Prioritize sleep quality and breathing/oxygenation (screen for sleep apnea when indicated). Poor sleep and hypoxia can worsen metabolic stress and push the system toward higher lactate.
Why it helps? Improved oxidative metabolism supports using fuels efficiently and it reduces the tendency to divert carbon into lactate. The literature on brain metabolism supports that ketone availability can shift cellular energetics and reduce glycolytic flow.

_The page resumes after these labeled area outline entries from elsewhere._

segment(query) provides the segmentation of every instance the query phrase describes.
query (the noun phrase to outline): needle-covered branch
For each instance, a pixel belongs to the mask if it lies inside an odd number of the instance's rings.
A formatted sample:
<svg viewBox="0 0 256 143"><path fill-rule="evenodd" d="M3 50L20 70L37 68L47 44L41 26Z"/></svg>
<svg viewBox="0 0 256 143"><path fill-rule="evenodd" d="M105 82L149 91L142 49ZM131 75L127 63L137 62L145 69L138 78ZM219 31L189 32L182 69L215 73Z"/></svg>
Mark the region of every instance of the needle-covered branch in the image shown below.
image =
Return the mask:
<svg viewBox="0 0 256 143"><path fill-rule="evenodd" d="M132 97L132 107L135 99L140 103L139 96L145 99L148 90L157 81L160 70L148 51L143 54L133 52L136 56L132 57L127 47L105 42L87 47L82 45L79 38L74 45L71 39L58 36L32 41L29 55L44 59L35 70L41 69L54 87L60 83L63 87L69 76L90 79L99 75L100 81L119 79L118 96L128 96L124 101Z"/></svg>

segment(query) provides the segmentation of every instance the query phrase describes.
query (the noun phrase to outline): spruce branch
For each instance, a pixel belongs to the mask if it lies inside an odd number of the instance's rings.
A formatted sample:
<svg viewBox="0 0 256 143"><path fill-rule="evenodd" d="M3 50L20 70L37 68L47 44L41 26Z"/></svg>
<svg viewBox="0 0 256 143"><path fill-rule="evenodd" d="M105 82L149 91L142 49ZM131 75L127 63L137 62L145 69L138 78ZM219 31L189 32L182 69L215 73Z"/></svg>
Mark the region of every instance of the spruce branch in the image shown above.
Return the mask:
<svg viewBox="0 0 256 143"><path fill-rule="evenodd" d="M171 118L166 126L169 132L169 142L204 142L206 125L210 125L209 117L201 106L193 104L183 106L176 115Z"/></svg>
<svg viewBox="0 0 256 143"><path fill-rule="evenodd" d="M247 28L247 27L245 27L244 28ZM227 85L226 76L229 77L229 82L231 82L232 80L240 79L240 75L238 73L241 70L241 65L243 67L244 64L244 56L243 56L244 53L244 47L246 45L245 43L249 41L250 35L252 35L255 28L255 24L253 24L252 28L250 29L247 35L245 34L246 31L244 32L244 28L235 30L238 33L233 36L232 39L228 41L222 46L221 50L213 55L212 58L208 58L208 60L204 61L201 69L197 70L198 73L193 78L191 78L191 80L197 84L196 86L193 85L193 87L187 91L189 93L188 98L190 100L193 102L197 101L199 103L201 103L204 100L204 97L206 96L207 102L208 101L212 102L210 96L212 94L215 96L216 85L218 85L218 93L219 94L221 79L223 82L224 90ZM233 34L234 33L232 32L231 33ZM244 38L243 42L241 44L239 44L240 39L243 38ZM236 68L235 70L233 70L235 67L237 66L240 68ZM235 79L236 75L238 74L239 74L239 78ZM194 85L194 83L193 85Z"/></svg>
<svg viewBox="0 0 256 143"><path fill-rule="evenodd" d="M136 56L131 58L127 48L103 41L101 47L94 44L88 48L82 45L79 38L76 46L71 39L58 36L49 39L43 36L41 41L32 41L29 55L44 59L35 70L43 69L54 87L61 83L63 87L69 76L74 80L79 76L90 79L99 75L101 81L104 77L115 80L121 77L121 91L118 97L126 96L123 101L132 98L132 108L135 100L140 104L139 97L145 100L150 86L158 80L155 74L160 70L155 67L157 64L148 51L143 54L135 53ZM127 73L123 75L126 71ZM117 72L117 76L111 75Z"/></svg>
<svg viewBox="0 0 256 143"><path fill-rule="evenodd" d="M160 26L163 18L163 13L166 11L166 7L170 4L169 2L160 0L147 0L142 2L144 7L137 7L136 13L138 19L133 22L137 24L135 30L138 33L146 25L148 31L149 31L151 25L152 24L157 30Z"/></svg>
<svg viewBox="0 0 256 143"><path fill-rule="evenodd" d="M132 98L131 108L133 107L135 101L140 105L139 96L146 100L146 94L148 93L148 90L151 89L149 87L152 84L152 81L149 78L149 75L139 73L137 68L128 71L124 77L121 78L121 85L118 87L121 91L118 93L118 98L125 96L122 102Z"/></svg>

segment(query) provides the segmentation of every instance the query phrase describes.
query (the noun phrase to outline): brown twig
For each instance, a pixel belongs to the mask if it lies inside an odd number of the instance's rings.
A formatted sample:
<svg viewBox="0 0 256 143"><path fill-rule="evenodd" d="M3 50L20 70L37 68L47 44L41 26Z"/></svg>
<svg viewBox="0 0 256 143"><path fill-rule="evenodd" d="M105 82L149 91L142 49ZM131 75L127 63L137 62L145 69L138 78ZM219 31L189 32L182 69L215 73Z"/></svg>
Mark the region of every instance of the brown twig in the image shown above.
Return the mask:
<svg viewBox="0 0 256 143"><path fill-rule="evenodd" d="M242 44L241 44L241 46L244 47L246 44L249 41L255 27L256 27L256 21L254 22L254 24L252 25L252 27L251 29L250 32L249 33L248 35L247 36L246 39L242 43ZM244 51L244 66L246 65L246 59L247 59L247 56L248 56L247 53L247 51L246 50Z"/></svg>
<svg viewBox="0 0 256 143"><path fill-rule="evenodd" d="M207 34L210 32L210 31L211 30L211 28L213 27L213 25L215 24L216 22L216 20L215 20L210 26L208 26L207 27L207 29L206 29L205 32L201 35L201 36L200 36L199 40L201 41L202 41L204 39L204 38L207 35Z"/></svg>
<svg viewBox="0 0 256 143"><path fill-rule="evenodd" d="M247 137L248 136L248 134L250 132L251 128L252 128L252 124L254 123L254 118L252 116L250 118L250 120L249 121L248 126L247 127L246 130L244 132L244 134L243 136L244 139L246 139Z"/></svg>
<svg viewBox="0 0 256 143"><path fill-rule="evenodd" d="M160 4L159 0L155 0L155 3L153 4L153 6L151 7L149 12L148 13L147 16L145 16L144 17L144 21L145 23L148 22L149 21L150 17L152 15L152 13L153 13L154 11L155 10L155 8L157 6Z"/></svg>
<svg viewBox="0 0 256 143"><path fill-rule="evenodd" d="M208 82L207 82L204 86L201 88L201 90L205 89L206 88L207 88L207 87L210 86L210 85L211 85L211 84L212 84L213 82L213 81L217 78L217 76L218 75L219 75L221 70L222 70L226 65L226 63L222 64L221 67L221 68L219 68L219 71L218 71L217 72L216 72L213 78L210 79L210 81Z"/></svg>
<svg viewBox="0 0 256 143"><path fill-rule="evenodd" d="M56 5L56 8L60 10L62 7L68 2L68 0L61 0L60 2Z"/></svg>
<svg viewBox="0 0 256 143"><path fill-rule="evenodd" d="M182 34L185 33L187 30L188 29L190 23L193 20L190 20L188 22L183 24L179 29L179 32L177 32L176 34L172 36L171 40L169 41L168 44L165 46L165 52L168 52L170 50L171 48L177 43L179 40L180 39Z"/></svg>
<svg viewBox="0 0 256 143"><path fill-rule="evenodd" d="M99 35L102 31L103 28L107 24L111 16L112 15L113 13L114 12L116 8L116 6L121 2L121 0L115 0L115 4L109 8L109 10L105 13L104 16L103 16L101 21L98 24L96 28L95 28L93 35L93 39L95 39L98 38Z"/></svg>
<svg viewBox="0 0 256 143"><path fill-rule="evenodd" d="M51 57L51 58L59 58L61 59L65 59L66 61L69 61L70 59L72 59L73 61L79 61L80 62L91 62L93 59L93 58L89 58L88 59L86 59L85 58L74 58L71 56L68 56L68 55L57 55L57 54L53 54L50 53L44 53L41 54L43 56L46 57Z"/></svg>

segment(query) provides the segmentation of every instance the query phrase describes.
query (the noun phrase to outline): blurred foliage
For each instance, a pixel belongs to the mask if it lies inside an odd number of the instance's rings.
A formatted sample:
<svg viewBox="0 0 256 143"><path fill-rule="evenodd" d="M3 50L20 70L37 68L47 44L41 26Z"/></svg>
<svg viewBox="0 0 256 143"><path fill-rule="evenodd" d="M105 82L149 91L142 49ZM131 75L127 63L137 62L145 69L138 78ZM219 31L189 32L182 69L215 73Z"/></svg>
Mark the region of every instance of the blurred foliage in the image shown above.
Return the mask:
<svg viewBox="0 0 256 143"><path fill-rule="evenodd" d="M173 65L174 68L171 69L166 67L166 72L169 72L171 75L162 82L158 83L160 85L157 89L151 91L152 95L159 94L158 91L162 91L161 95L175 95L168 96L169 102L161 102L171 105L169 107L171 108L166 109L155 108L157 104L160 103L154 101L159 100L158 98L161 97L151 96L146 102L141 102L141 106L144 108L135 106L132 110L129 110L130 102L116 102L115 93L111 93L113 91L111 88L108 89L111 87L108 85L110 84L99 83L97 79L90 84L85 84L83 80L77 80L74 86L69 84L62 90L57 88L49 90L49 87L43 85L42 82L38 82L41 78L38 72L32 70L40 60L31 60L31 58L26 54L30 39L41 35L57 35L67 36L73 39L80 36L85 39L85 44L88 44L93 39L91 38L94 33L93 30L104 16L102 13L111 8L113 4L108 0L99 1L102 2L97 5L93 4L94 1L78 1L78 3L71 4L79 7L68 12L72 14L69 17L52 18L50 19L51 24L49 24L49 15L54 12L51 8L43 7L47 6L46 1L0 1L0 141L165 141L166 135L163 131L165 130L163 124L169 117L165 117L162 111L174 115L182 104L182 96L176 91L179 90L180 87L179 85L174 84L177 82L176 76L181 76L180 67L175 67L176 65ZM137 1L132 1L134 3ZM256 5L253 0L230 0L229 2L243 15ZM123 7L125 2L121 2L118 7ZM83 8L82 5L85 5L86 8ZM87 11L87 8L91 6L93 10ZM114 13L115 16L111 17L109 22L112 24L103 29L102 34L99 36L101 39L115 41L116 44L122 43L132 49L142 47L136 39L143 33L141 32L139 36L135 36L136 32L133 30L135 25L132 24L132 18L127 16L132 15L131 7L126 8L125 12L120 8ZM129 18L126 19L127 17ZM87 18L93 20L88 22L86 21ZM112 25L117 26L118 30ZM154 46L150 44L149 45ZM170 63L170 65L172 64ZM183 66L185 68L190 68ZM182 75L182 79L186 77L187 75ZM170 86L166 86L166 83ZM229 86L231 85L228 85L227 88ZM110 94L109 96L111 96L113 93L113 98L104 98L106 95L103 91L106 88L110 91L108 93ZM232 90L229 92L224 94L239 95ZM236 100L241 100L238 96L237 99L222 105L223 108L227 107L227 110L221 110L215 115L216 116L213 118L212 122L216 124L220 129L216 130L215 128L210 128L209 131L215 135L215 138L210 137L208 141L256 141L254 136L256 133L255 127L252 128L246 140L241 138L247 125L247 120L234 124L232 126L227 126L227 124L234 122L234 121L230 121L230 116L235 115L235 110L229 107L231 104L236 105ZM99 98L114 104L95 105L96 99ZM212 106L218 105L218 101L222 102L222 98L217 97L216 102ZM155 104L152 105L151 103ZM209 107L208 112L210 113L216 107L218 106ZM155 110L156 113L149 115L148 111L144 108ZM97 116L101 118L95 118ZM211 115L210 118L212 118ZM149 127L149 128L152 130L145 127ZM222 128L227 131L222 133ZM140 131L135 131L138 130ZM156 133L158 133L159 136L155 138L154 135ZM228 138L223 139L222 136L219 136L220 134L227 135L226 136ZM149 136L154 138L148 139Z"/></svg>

The Zhang paper does not say “lactate causes Alzheimer’s,” nor does it prove that lowering lactate will prevent dementia. But it does something clinically valuable: it tightens the link between metabolic dysfunction and tau pathology through a specific biochemical modification—tau lactylation.
For patients, this can be empowering: brain health is not only about genetics or aging—it is also about the metabolic environment we can influence through nutrition, timing, movement, sleep, and targeted metabolic therapy.
Medical note: KMT should be individualized and supervised when used therapeutically—especially for patients on glucose-lowering medications, with kidney disease, pregnancy, eating disorder history, or other complex conditions.
Source
Zhang et al. “Lactylation of tau in human Alzheimer’s disease brains,” Alzheimer’s & Dementia (Epub Dec 30, 2024). Findings summarized from the abstract: elevated tau lactylation (notably K331), lactate-induced tau lactylation increasing phosphorylation/cleavage and reducing ubiquitination; p300 catalysis; lowering lactate production reduced tau lactylation.